Whenever Carl re-entered the space with another story about his part-time job—”Well, things at the paper are crazy”—the lights would brighten again to reflect Carl’s uncontainable energy (Dietz 23). The costumes, designed by Sophie D’Amore ’26, were a compelling depiction of these two characters’ distinct personalities. Carl’s camouflage pants, a swirl of purple and gray, and vest with bright political pins emphasized his flamboyant personality and criticism of the current administration’s disregard for queer communities affected by the epidemic. Jody’s simple outfit of brown slacks and a gray cardigan reflected, by contrast, his more subdued, quiet nature. All these design aspects came together under the set design of Brannan and Shelor, which illustrated Dietz’s initial vision for this play, as referenced in Bannan’s dramaturgical portfolio as, imagining a man “who would surround himself with the world because he did not want to go out into it” (Brannan 28).

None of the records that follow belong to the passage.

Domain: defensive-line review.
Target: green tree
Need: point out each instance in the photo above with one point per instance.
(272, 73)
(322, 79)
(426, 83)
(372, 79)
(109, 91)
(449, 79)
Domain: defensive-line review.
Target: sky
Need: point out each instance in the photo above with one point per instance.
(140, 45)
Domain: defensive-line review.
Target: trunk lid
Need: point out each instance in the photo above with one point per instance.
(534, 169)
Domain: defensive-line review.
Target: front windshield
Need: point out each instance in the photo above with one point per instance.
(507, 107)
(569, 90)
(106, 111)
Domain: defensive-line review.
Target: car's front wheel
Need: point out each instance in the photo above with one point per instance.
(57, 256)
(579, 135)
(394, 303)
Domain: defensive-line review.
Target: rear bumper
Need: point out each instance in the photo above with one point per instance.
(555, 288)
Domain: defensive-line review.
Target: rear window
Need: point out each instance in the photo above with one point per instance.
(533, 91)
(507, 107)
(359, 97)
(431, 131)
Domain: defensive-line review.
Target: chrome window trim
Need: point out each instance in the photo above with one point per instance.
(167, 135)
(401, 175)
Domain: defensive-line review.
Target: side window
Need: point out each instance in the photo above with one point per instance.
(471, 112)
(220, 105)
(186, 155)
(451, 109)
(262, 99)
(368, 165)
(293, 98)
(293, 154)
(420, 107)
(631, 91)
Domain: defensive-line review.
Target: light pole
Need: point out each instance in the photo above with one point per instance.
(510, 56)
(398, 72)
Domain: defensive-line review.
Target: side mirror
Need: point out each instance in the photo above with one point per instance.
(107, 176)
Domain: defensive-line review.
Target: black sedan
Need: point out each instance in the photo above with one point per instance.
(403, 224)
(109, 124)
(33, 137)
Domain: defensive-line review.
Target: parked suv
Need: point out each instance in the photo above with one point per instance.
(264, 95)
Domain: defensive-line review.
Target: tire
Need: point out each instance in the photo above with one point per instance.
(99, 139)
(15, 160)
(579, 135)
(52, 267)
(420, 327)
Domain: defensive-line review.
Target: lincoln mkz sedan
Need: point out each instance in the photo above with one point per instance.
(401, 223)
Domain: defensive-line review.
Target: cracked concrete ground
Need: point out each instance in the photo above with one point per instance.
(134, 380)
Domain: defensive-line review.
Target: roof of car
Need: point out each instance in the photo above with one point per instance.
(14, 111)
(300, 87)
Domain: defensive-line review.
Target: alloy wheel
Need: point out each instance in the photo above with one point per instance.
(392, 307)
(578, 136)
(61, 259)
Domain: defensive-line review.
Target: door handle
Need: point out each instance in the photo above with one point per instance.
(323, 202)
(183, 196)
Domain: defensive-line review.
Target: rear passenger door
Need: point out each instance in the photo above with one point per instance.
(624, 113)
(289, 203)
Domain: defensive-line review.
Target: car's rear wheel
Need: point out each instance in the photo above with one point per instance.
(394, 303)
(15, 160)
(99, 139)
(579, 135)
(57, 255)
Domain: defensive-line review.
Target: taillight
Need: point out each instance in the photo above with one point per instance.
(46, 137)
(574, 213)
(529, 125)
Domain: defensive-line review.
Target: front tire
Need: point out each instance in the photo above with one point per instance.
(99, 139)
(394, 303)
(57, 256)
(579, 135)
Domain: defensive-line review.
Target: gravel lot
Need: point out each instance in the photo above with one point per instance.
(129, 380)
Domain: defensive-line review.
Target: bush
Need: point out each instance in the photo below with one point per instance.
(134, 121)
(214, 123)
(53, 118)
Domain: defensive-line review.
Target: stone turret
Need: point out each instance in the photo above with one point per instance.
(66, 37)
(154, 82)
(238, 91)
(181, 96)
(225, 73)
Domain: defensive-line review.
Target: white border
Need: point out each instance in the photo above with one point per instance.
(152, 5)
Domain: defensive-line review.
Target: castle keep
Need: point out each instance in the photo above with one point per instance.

Ultimately, Lonely Planet was the kind of theater I found sticking to me–even days later. My ears had become attuned to the music of Dietz’s poetic language, made three-dimensional by Caron-Quinn and Mann. During the performance and afterward, I became aware that we were watching this play occur while sitting in chairs, gazing at the emptiness in the chairs before us. Brannan’s decision to stage the play in the round enacted the audience, giving us the active role of observing, of bearing witness to the chairs as a memorial to the people who have died from the HIV/AIDS epidemic. Sitting in a chair while looking at the emptiness in front of us made me turn inward, contemplating whether I associate furniture or other objects with people and how those objects reflect an aspect of their lives, a memory or story attached. The chairs felt embodied, heavy, in that space and reflected, as Carl says, quoting Ionesco: “We will leave behind traces, for we are people and not cities” (Dietz 52)
Sources:
Brannan, Austin, “Leaving Traces: Dramaturgy Packet,” Ed. 1, pp 2-32, 2023.
Dietz, Steven. Lonely Planet, Ed. 1, Dramatists Play Inc, 1983.